Performance growth marketing can be similar, but the process is charged with speed. Marketers define their goals, select marketing channels, and create a campaign message. Performance marketers execute the campaign to analyze and optimize their strategy until the goal is achieved and the desired metrics are met.
Because of this straightforward approach, business owners and marketers looking for fast gains in a short period always go for performance marketing. Of course, growth marketers will see progress, but they have to expect these favorable metrics to show up after a long time. In short, it's a slow but steady pace for growth marketing.
When it comes to strategies, comparing performance and growth marketing is like looking at apples to oranges. Both can boost businesses with marketing capabilities that can expand brand awareness and increase leads and sales.
But because they are designed for different marketing goals, they need to meet the same targets. Does that mean they should be treated on the same level? No sane marketer will ever say yes. However, combining both strategies is an excellent way to make the most of a company's marketing resources.
In other words, a marketer will run short-term performance marketing strategies using their knowledge of the tactics, processes, and metrics. And as they reap the rewards, they can simultaneously work on the slow but sure pacing of growth marketing. They can invest in more e-commerce platforms and consumer-focus tools, like Archive.com.
By running simultaneous short- and long-term campaigns, companies solve the perennial problems that stump early marketers:
Besides parallel campaigns, marketers and business owners can use their business stage and budget as factors. If the company is new to the market, it might need more time (and resources) to prepare to perform a holistic approach like growth marketing. For a lean budget, performance marketing strategies might make more sense.
Comparing the strategies, outcomes, and processes of performance and growth marketing can sometimes cause marketers to assign one method as inferior to the other.
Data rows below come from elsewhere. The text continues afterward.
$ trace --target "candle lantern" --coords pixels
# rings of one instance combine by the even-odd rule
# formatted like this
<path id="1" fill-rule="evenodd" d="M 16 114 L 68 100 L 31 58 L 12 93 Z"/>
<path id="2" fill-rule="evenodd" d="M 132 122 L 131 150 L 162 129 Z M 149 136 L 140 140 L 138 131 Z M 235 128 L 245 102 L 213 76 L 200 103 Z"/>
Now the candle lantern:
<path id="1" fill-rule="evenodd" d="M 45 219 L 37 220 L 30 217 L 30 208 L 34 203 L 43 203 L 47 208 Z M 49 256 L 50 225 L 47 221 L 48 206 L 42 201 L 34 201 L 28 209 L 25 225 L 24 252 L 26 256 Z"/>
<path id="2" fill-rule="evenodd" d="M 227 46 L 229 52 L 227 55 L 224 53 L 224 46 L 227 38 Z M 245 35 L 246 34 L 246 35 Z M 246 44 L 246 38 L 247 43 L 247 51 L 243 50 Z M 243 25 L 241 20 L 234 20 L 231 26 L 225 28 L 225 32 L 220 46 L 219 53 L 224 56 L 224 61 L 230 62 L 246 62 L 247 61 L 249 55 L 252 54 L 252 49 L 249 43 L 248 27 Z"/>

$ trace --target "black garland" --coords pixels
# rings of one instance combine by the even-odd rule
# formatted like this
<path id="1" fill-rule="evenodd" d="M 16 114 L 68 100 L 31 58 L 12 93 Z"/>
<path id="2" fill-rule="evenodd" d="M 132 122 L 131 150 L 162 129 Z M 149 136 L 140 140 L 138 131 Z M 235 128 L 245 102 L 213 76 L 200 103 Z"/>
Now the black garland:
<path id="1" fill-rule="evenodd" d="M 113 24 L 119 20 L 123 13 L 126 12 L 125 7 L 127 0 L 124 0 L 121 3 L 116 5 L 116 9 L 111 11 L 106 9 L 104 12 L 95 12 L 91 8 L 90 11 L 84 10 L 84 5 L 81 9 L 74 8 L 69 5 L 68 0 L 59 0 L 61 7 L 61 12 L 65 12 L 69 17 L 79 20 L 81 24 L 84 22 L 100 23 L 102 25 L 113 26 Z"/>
But by combining or running parallel growth and performance marketing campaigns, marketers can reap more than just a few metrics or leads.
Want to leverage the best marketing strategy for your business? Visit Archive.com and learn how our marketing app can boost your chosen strategy.
Yes, pay-per-click ads like Google ads fall under performance marketing, besides impressions or views on a CPM (cost per thousand).
To spot a growth market, companies must conduct one or a combination of these assessments: consumer segmentation, product/service, competitor, diversification, and purchase situation analyses.
No, the two aren’t the same at all. Direct media buying involves two parties agreeing on a flat fee or sponsorship. Performance marketing is based on customer or visitor clicks (e.g., cost per click or pay per click).